個人的な話
笑って学んだ「芸人9条の会」
2016.4.4
今夜は妻とともに「芸人9条の会」の公演に行きました。いやあ、良かったですね。久しぶりに心から笑えました。でも、それだけではありません。感心したのは、芸人のみなさんがこの短い舞台のために相当な準備をしていたことです。しかも満席の観客の心を完全につかんでいます。
ずいぶん参考になりました。僕も講演のたびに話す内容を用意をしますが、ややもすればあちらで話したことをこちらでも、と同じ内容になりがちです。それではいけない。一席一席が新たな機会だという当たり前のことが、改めて身に沁みました。
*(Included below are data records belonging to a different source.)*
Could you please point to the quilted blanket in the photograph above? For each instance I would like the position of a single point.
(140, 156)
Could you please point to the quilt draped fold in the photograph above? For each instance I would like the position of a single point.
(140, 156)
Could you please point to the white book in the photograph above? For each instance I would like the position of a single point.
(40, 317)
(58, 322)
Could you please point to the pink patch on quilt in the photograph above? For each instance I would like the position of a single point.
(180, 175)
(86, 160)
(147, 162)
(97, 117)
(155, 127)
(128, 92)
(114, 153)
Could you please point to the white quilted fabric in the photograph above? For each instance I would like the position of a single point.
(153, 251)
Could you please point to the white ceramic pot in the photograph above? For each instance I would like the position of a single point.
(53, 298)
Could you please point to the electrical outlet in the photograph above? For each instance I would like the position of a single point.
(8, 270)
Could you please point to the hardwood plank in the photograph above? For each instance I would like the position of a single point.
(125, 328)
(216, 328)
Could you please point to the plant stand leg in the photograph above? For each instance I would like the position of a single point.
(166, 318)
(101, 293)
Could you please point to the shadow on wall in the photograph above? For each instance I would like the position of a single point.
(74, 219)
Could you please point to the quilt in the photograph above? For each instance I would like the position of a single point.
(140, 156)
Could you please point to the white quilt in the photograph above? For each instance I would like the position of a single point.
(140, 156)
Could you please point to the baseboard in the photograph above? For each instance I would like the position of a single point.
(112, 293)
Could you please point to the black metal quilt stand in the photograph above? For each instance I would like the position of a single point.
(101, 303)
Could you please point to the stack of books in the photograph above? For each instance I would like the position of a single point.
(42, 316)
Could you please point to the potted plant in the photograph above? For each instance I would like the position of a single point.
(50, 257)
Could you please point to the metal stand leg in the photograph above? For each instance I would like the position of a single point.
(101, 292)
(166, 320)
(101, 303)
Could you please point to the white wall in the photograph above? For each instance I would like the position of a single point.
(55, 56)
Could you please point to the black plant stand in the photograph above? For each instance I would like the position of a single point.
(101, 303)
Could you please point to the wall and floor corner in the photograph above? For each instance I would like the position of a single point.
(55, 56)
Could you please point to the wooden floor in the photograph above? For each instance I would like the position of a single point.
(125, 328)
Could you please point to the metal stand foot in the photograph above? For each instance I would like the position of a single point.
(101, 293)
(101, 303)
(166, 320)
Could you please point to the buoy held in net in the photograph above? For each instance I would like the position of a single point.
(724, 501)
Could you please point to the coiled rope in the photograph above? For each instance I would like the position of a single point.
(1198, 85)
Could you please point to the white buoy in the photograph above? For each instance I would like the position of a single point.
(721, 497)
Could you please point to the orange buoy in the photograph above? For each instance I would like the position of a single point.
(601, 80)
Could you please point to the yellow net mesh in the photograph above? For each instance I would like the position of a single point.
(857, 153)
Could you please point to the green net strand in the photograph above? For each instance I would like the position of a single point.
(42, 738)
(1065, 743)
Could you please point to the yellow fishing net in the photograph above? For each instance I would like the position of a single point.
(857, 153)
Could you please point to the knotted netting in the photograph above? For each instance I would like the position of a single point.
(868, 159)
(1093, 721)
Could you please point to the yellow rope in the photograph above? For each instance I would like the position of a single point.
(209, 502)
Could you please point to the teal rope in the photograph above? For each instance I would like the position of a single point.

思えば23年前に地元の狛江市の小さなスタジオで時事問題のトークショーを始めたとき、客が何人来てくれるか不安でした。しばらくは一桁です。10人を超えたとき、どれだけうれしかったことか。それが64回となり、客も常時50人を超えるようになりました。毎回違うことを、よくもあれだけ話せたものだと今、思います。あの舞台が、僕の語りの能力を鍛えてくれました。
まだ客が一桁だったときに、僕の舞台を見に来てくれたのがマルセ太郎というパントマイム芸人です。「スクリーンのない映画館」という独自のジャンルを創り上げ、迫力ある芸をする人でした。一般的に物書きに慣れた新聞記者は話が下手だと言われますが、僕は彼のような聴き手に鍛えられました。
今夜、舞台でトリを務めた松元ヒロさんが、自分が語ったことは観客のみなさんが言わせてくれているのです、と言いました。僕の思いに通じるような、いえ、芸の原点を見るような思いで受け止めました。
この会を準備した菊千代師匠には頭が下がります。フリーのジャーナリストになって営業活動の大切さは身に沁みますが、長年、組織に慣れた身には面倒なものです。でも、自分が下働きし率先して動かなければ物事は進みません。
ほかにも、趙博の阿呆陀羅経には舌を巻いたし、文福師匠の浪花魂は強烈だったし、オオタスセリという新人類のような芸人には目を見張ったし……。
笑った以上に、がんばるぞ~と清々しい気持ちになれた夜でした。